Boris Johnson is expected to use a G7 meeting to push for US president Joe Biden to extend the Kabul evacuation deadline beyond 31 August.
But a UK defence minister had admitted the Taliban may not allow evacuation effort to continue beyond the end of the month.
“We have been having these conversations with the Americans,” armed forces minister James Heappey said on Monday. “This isn’t just a decision that gets taken in Washington – the Taliban gets a vote on this as well.”
The minister told Sky News: “I think it’s far from certain that the Taliban are going to be willing to allow the international community to extend beyond the end of the month.”
Acknowledging that the Taliban had been an “effective partner” in the evacuations so far, Mr Heappey urged the militants to show “they want to be a part of the international system” by allowing the flights to continue.
The armed forces minister also admitted there is a “hard reality” that the UK will not be able to evacuate all the refugees it hopes to from Kabul airport.
“We will get out as many as we possibly can but we have been clear throughout that there is a hard reality that we won’t be able to get out everybody that we want to,” he said – adding that the flights were “not the only route to the UK”.
Foreign secretary Dominic Raab and defence Secretary Ben Wallace held talks with their Washington counterparts over the weekend to press home the desire for US troops to remain in Afghanistan beyond August in order to continue to secure the airport for flights.
The prime minister is due to use an emergency G7 summit on Tuesday to personally lobby Mr Biden on the issue. In a tweet, he said it was “vital that the international community works together to ensure safe evacuations”.
Foreign Office minister James Cleverly told BBC that the government would continue to try to convince the White House to extend the exit deadline. “Obviously the more time that we’ve got, the more people we can evacuate and that’s what we’re pushing for,” said Mr Cleverly.
But the US president signalled on Sunday that he did not want US armed forces to stay in the country beyond August. “Our hope is that we don’t have to extend but there are discussions going on about how far we are.”
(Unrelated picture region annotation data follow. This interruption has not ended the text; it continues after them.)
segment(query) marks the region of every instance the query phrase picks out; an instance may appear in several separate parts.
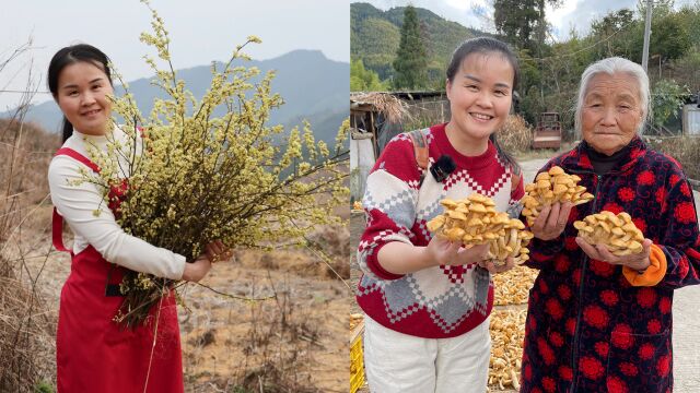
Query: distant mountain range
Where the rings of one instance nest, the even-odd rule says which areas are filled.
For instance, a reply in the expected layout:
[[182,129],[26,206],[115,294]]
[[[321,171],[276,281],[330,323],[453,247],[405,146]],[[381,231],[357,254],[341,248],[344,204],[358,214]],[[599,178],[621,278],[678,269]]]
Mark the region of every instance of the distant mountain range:
[[[223,64],[219,64],[222,69]],[[257,67],[260,75],[273,70],[272,93],[279,93],[284,105],[270,112],[268,124],[284,124],[285,130],[302,124],[306,119],[311,122],[316,139],[335,142],[338,128],[349,116],[348,96],[350,94],[350,66],[327,59],[318,50],[294,50],[287,55],[261,61],[236,61],[235,66]],[[211,66],[198,66],[177,70],[179,79],[186,82],[186,88],[195,97],[200,98],[211,82]],[[139,109],[148,116],[153,107],[153,99],[164,98],[165,94],[151,85],[151,78],[127,82],[129,92],[133,94]],[[122,92],[115,86],[116,93]],[[219,110],[218,115],[221,115]],[[0,118],[11,114],[0,114]],[[215,112],[217,114],[217,112]],[[51,132],[61,128],[61,112],[52,102],[33,106],[25,118],[35,121]]]
[[[382,11],[370,3],[350,4],[350,57],[362,59],[365,68],[386,80],[394,74],[392,63],[401,36],[405,7]],[[429,75],[444,78],[443,73],[454,49],[467,38],[490,36],[456,22],[446,21],[432,11],[416,8],[428,50]]]

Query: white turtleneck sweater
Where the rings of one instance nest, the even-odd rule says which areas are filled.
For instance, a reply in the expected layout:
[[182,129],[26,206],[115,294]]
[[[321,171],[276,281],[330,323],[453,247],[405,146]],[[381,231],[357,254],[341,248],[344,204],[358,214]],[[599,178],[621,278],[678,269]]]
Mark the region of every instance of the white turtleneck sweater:
[[[119,128],[115,128],[113,135],[115,140],[127,140],[127,135]],[[74,131],[63,143],[63,147],[70,147],[90,158],[89,146],[94,145],[106,151],[107,142],[107,136],[93,136]],[[85,181],[74,186],[75,180],[82,178],[79,172],[81,167],[92,172],[92,169],[82,163],[59,155],[54,157],[48,168],[51,201],[74,234],[73,252],[78,253],[92,245],[109,262],[159,277],[180,279],[185,270],[185,257],[127,235],[115,221],[112,211],[106,207],[103,190]],[[121,167],[126,168],[124,165]],[[121,176],[128,178],[129,174]],[[93,212],[97,210],[101,214],[95,216]]]

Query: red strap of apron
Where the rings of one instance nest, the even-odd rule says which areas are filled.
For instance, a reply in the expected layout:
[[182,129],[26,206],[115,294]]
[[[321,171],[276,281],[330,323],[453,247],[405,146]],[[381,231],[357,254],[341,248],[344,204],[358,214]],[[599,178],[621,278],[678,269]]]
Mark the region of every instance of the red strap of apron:
[[[84,165],[86,165],[90,169],[94,170],[95,172],[100,171],[100,167],[97,165],[95,165],[95,163],[91,162],[90,158],[85,157],[84,155],[75,152],[74,150],[70,148],[70,147],[61,147],[56,152],[56,155],[66,155],[69,156]],[[58,211],[56,210],[56,207],[54,207],[54,217],[52,217],[52,223],[51,223],[51,240],[54,241],[54,247],[58,250],[58,251],[63,251],[63,252],[70,252],[71,255],[73,253],[72,250],[69,250],[66,248],[66,246],[63,246],[63,217],[61,217],[60,214],[58,214]]]

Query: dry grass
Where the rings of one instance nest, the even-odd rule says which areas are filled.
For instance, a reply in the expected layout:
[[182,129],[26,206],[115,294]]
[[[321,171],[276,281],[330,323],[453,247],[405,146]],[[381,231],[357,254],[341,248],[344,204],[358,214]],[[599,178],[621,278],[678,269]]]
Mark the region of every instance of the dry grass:
[[686,176],[700,180],[700,136],[648,138],[652,148],[677,159]]
[[353,94],[351,99],[359,104],[371,104],[393,123],[411,120],[408,105],[390,94],[377,92]]
[[[57,135],[38,126],[0,119],[0,391],[51,391],[56,317],[37,275],[26,269],[33,250],[19,245],[23,231],[46,230],[46,171]],[[42,214],[32,214],[42,212]],[[36,240],[36,239],[32,239]],[[44,259],[44,263],[46,258]]]

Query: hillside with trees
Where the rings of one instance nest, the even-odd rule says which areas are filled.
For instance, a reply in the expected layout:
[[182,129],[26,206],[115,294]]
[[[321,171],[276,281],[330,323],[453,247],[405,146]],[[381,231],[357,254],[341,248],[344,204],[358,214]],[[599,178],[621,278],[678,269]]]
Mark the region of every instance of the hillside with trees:
[[[558,111],[564,130],[573,129],[575,93],[583,70],[591,63],[620,56],[641,63],[644,40],[644,4],[620,9],[593,21],[585,34],[572,31],[565,40],[553,40],[546,21],[550,0],[497,0],[491,10],[497,37],[511,44],[521,63],[518,109],[534,124],[542,111]],[[351,59],[362,60],[366,71],[382,82],[395,78],[394,62],[400,41],[405,8],[378,10],[351,4]],[[454,48],[464,39],[486,35],[416,8],[428,56],[428,75],[420,84],[444,88],[444,69]],[[655,126],[679,130],[676,116],[684,102],[700,91],[700,2],[674,7],[673,0],[653,8],[649,50],[649,76]],[[365,79],[371,79],[364,76]],[[377,84],[375,84],[377,85]],[[571,134],[564,135],[572,138]]]

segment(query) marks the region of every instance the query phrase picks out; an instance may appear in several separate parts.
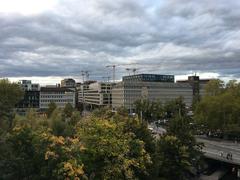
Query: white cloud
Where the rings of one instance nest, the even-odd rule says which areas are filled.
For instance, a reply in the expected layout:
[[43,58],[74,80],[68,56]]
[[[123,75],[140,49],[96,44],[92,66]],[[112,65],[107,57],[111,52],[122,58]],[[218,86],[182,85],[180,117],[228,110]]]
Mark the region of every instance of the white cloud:
[[39,14],[52,9],[57,0],[0,0],[0,13]]

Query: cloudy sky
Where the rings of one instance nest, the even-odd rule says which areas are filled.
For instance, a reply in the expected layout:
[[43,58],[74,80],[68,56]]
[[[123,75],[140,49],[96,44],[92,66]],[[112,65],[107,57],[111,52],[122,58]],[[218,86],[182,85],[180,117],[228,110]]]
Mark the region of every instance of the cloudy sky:
[[0,77],[240,79],[239,0],[0,0]]

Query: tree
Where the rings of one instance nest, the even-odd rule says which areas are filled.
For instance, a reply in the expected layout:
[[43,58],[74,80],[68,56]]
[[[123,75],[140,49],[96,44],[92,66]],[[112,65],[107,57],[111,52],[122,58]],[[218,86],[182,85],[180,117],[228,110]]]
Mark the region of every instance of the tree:
[[150,122],[163,117],[163,106],[160,101],[150,101],[148,99],[139,99],[134,103],[136,113],[144,121]]
[[137,179],[151,163],[144,142],[123,131],[123,123],[90,119],[81,124],[78,136],[84,142],[85,171],[97,179]]
[[164,111],[166,118],[173,118],[175,116],[186,116],[187,109],[186,104],[183,101],[183,97],[178,97],[165,103]]
[[[212,82],[209,82],[212,85]],[[217,84],[217,85],[216,85]],[[240,127],[240,85],[236,81],[229,81],[226,88],[219,81],[215,86],[207,85],[209,89],[194,112],[194,119],[204,124],[211,132],[226,134],[233,125]],[[238,128],[236,128],[237,130]]]
[[54,102],[50,102],[48,104],[48,109],[47,109],[47,117],[50,118],[53,111],[57,108],[57,105]]
[[0,80],[0,127],[12,126],[13,108],[22,99],[23,91],[16,83]]
[[194,129],[191,126],[192,120],[188,116],[176,116],[171,119],[167,134],[178,138],[179,142],[186,147],[188,161],[198,170],[202,158],[202,144],[196,141]]
[[158,177],[188,179],[191,163],[188,148],[175,136],[163,136],[157,143]]
[[84,178],[83,149],[78,138],[16,126],[0,146],[0,179]]
[[73,111],[74,111],[73,106],[70,103],[67,103],[63,109],[63,115],[66,118],[71,118]]

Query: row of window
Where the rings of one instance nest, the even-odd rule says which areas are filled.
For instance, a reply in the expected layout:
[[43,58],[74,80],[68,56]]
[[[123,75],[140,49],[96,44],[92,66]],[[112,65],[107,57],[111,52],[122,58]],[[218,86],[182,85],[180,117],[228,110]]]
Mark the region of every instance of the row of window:
[[73,99],[55,99],[55,100],[52,100],[52,99],[42,99],[41,100],[41,103],[50,103],[50,102],[73,102]]

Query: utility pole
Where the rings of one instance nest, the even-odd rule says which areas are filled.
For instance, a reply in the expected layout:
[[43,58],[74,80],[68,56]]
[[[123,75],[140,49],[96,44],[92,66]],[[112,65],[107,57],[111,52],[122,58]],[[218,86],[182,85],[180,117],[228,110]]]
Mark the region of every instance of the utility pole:
[[84,77],[89,77],[88,71],[82,72],[82,104],[83,104],[83,116],[85,117],[86,107],[85,107],[85,97],[84,97]]
[[[102,77],[103,79],[107,79],[107,84],[105,86],[105,93],[107,94],[108,96],[108,107],[110,107],[110,92],[111,92],[111,85],[110,85],[110,76],[107,76],[107,77]],[[108,90],[108,87],[109,87],[109,90]]]

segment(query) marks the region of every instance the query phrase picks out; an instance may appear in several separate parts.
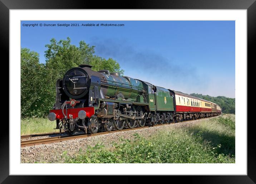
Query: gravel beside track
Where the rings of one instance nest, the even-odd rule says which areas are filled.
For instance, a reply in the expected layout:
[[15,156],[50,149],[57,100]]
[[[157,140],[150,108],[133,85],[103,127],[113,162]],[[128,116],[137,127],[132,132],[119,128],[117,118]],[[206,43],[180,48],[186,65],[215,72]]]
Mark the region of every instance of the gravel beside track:
[[94,146],[97,143],[102,142],[106,147],[111,147],[112,142],[118,141],[122,137],[124,139],[131,139],[134,133],[138,133],[141,136],[147,137],[161,130],[173,127],[190,126],[215,117],[21,148],[20,162],[21,163],[63,163],[65,160],[61,155],[64,151],[67,152],[68,155],[73,155],[78,154],[79,149],[85,150],[88,145]]

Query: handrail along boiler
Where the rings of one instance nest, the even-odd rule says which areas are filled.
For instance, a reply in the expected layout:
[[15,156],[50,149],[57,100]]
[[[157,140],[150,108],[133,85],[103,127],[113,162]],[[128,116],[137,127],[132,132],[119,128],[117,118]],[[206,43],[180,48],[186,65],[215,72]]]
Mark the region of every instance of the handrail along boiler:
[[56,102],[48,117],[56,120],[60,131],[95,133],[103,128],[110,132],[221,113],[220,106],[211,102],[92,67],[80,65],[57,80]]

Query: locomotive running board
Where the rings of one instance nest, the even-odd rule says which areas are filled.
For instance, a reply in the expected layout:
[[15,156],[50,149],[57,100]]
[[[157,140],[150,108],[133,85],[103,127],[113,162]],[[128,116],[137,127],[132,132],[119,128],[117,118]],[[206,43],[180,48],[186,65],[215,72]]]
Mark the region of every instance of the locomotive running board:
[[124,117],[125,118],[128,118],[129,119],[142,119],[144,117],[143,116],[142,117],[134,117],[134,116],[128,116],[125,114],[119,114],[119,113],[116,113],[116,115],[119,116],[122,116],[122,117]]

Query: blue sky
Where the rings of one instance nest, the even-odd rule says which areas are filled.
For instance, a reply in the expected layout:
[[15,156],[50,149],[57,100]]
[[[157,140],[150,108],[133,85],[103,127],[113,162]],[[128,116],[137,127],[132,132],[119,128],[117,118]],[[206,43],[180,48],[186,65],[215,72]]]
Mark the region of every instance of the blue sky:
[[[124,26],[40,26],[40,24]],[[24,24],[38,24],[28,27]],[[22,21],[21,47],[38,52],[52,38],[84,40],[124,75],[187,93],[235,97],[235,21]]]

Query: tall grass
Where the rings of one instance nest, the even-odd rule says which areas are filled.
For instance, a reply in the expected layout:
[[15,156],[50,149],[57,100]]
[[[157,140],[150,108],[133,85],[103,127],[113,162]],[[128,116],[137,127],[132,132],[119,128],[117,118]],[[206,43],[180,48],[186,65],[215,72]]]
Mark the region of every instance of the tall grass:
[[50,121],[46,118],[35,118],[23,119],[21,121],[21,135],[59,132],[59,129],[54,129],[56,126],[55,121]]
[[112,143],[113,147],[99,143],[73,156],[64,152],[63,157],[68,163],[234,163],[235,132],[230,125],[235,122],[230,121],[205,120],[147,137],[135,134],[133,139]]

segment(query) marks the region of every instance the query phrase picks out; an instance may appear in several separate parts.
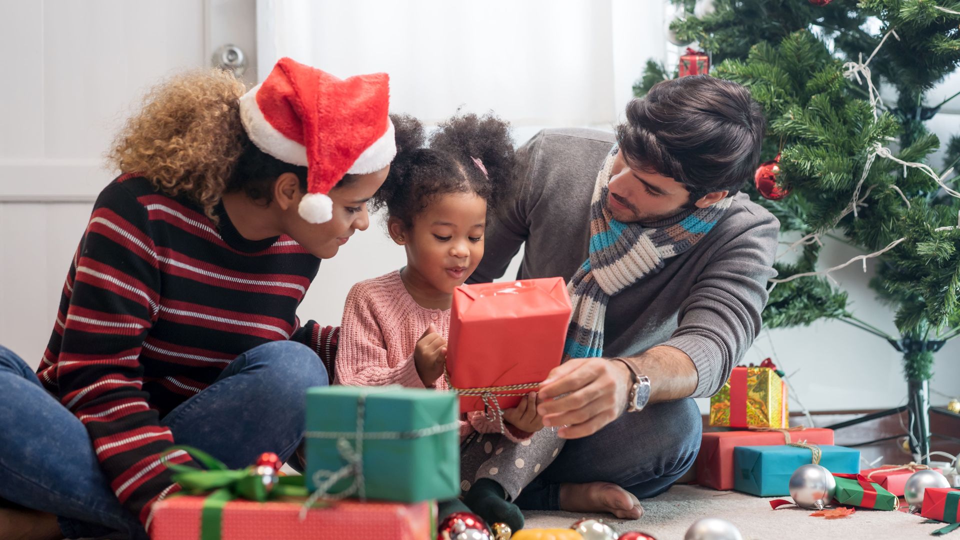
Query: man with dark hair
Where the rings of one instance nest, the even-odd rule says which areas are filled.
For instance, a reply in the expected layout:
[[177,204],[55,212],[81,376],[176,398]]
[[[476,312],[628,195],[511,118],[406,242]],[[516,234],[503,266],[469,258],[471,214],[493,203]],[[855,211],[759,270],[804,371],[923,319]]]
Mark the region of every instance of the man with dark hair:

Labour leader Sir Keir Starmer has written to Mr Johnson calling for more details on how the UK is planning the next stages of the rescue mission.
Sir Keir asked whether Mr Johnson had “spoken personally” to Mr Biden – and whether the UK was working on a contingency plan with Nato allies to “hold Kabul airport without US troops”.
Government officials said there is “no fixed date” on when the UK will withdraw but it is feared that without US boots on the ground, the remaining allied forces would be unable to secure Hamid Karzai International Airport.
The armed forces minister said on Monday that the airlift from Kabul airport is “underpinned” by US forces and it could not happen without them.
“It is certainly the case that the mission in Kabul this week is fundamentally underpinned by a US presence,” Mr Heappey told Sky News. “So, there is a hard reality that there would be no international airlift without the way that the US are underpinning it.”
The minister also said there is “every reason” the Taliban should be proscribed as a terrorist organisation. “I think that there is every reason to think that they should be,” he told Times Radio. “But by the same token they are a group of people with whom we are very much needing to work with right now.”
The Ministry of Defence confirmed that 5,725 people have been repatriated since rescue efforts began on August 13, with 3,100 of them Afghan individuals and their families.
On Sunday, 1,721 people were airlifted from Kabul by the Royal Air Force across eight flights.
Brigadier Dan Blanchford, the most senior UK military officer on the ground in Kabul, said British troops had “witnessed some harrowing scenes”, with at least seven Afghan civilians confirmed to have died outside the airfield gates amid chaotic crowds.
It has been reported that as many as 20 people have been killed in the past week while trying to get into the departure point.
Brigadier Blanchford, Commander Joint Forces Operations, said UK armed forces were “redoubling” their efforts to “speed up the process” of helping people make their exit – with the Times reporting that the RAF hopes to fly out as many as 2,000 people per day.
The newspaper also said the military will be extending the deadline for the last RAF evacuation, pushing it back from Tuesday to Friday or Saturday, with the evacuation programme expanded from 6,000 people eligible to come to Britain to more than 12,000.